I agree with your points about 'graph' and ’triple'. However, we need to differentiate between a triple term (which is defined in the abstract syntax) and the concrete occurrences. In Turtle-star that is the difference between
<<( :s :p :o )>> # triple term
and
<< :s :p :o >>
<< :r | :s :p :o >>
The latter ones need a name too.
I’m currently working out a full proposal of how to handle "unasserted assertions" (ARG, said it again), and started by developing a nomenclatura:
- triple term:
the tripleTerm as defined in the abstract syntax,
serialized as <<( :s :p :o )>> in Turtle-star
- reifier term:
a reified triple term together with an optional identifier,
serialized as << :s :p :o >> or << :r | :s :p :o >> in the current proposal of Turtle-star
- desribed triple:
same as reifier term, but easier to understand
- occurrence term:
an asserted reified triple term together with an optional identifier,
serialized as << :s :p :o >> in Turtle* (the pre-CG version)

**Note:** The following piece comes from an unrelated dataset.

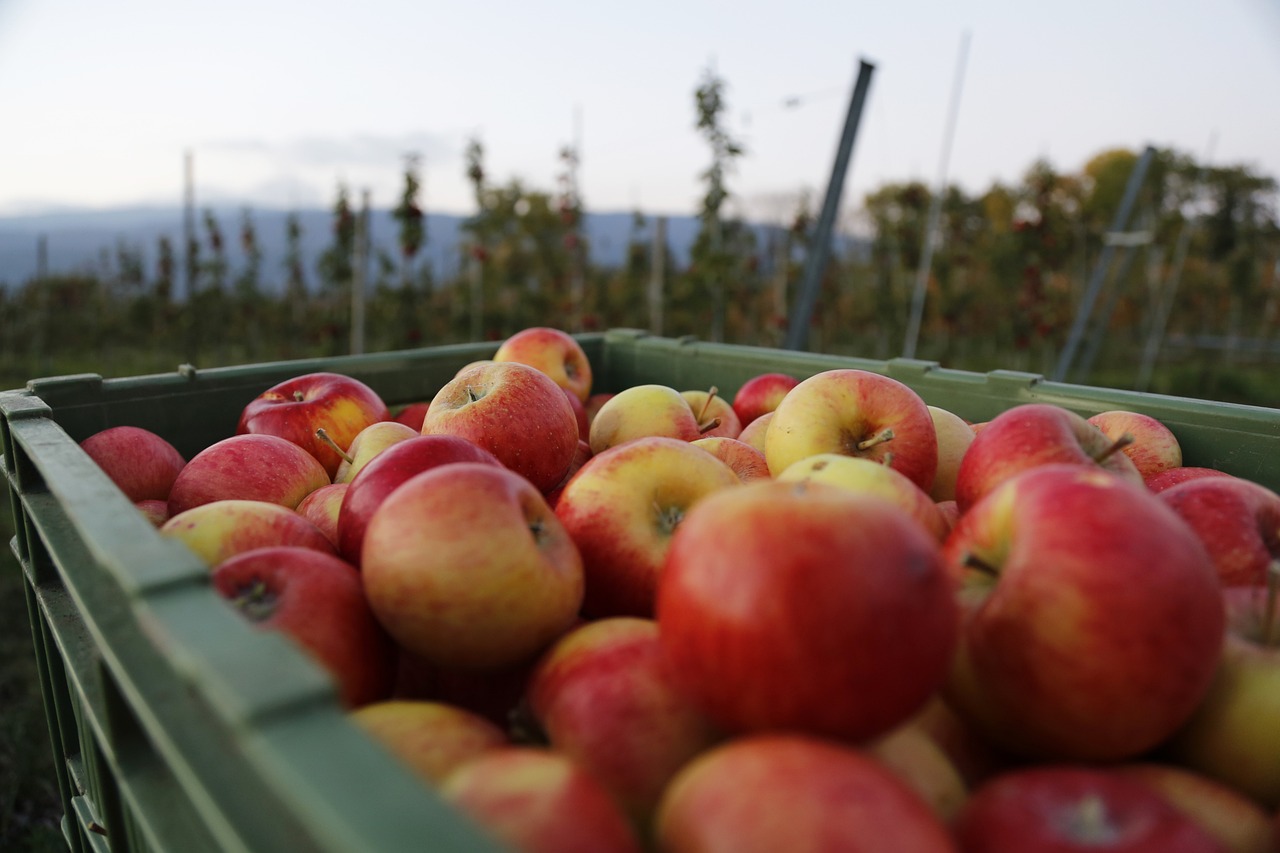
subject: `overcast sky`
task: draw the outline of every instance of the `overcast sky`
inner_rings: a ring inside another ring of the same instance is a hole
[[[970,191],[1148,143],[1280,176],[1277,0],[0,0],[0,215],[176,204],[186,151],[198,204],[343,182],[389,206],[413,151],[427,209],[468,213],[468,139],[494,180],[554,190],[575,136],[588,208],[691,213],[714,66],[748,152],[730,189],[782,219],[825,191],[860,60],[846,199],[937,180],[957,79]]]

and as annotation syntax in the current proposal of Turtle-star
- stated triple:
same as occurrence term, but easier to understand
A better name for "unasserted assertions":
it is true that that name is an oxymoron, and a bit unwieldy, and it seems very unliked by some, but it is hard to come up with a better name that faithfully captures the concept of a triple that is described, and annotated, but not asserted in the graph. I hope that "described triple" settles this dispute, but I wouldn’t be surprised if it didn’t ;-) I tend to deprecate "reifier" and "occurrence" as they are rather unwieldy terms, and "reification" is also a pretty disputed concept with quite different possible meanings apart from the one defined in the RDF reification vocabulary.